Airports and border stations across the world have beefed up security of late to stem the flow of aspiring jihadists to the Middle East — but some Islamic fighters have begun using an alternate route to reach their destinations that helps minimize travel by air or land.
They are increasingly booking cruises to reach the region, the international police agency Interpol revealed at its general assembly this week in Monaco. The trend was noticed over the past three months.
Outgoing Interpol boss Ronald Noble identified Turkey as a common destination for extremists who hit the high seas, but wouldn't comment on other destinations. Noble also didn't say how many suspected terrorist fighters have traveled via cruise ships, but advised that countries should increase screenings in "airports and, more and more, cruise lines."
Turkey has long been a popular destination for Islamic fighters looking to enter the Middle East, as the country has a largely unprotected border with Syria. Turkish officials have ramped up efforts to apprehend jihadists in airports and bus stations, but it's not clear how they are handling the maritime threat.
"Because they know the airports are monitored more closely now, there's a use of cruise ships to travel to those areas," Pierre St. Hilaire, Interpol's director of counterterrorism, said on Thursday. "There is evidence that the individuals, especially in Europe, are traveling mostly to Izmit and other places to engage in this type of activity."
Izmit is a Turkish coastal town that often serves as a port of call for cruises. While Interpol did not specify particular cruise lines, a quick Internet search turned up a handful of cruises in both the Mediterranean Sea and Black Sea for which Turkey is a port of call.
Besides relatively lax security, cruise routes are attractive to would-be fighters because the ability to disembark at numerous ports make it difficult for authorities to track their movements.
Interpol is preparing to expand a pilot program called I-Checkit, which airlines can use to compare passenger information with Interpol records.
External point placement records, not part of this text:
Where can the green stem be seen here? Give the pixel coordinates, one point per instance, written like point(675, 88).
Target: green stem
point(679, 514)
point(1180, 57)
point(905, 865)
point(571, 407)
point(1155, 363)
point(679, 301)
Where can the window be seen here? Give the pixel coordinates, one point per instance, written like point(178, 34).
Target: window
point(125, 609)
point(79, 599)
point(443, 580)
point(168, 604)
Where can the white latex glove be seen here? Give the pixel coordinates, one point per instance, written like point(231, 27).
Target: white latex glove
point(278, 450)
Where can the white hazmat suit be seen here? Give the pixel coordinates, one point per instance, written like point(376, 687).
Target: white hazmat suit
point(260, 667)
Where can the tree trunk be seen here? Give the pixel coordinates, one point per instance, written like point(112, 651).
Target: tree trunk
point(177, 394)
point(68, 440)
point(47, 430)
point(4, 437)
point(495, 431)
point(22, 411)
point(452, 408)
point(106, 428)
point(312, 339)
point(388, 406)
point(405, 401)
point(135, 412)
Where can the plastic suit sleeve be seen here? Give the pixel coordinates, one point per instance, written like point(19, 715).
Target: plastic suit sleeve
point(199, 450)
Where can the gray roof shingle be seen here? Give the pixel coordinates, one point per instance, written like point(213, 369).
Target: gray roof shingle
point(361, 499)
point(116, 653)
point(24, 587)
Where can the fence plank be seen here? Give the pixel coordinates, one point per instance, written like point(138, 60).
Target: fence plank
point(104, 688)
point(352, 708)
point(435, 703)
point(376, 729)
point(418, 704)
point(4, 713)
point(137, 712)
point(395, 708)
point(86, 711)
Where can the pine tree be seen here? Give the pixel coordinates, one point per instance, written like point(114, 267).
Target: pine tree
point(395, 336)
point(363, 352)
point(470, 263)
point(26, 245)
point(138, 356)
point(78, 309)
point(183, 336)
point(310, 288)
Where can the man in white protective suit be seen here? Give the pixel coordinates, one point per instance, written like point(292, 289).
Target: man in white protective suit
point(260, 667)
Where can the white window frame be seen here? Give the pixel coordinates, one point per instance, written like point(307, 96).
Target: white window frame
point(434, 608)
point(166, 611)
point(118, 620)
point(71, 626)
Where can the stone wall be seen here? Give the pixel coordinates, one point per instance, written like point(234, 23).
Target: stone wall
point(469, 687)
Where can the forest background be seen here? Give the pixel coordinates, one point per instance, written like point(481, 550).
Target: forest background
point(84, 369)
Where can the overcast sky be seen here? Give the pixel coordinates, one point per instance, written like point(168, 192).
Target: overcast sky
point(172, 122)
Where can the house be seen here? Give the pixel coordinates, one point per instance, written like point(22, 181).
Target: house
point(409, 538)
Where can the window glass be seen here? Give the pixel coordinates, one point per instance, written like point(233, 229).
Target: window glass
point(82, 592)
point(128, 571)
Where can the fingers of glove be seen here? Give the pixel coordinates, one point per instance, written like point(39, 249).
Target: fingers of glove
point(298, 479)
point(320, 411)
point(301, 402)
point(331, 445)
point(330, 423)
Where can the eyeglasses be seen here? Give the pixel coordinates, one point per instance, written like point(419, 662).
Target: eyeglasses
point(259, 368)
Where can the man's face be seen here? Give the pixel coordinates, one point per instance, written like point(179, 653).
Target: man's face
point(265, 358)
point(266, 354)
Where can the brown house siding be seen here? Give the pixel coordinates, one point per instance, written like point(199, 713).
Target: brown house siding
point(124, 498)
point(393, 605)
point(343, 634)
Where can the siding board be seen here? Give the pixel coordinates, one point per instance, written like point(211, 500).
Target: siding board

The agency wants I-Checkit to be used more widely by service entities like hotels, banks, and cruise-line operators.
"Originally, our concern about people on cruise ships — dangerous people on cruise ships — really focused on the classic sort of rapist, burglar, or violent criminal," Noble said. "But as we've gathered data, we've realized that there are more and more reports that people are using cruise ships in order to get to launch pads, if you will — sort of closer to the conflict zones — of Syria and Iraq."
The Cruise Lines International Association said passengers already were screened and systems were in place to confirm passengers' identities, BBC reported.
"Cruise lines employ full-time security professionals, many of whom are former law enforcement officers, who are in regular contact with local and international authorities," said the CLIA in a statement.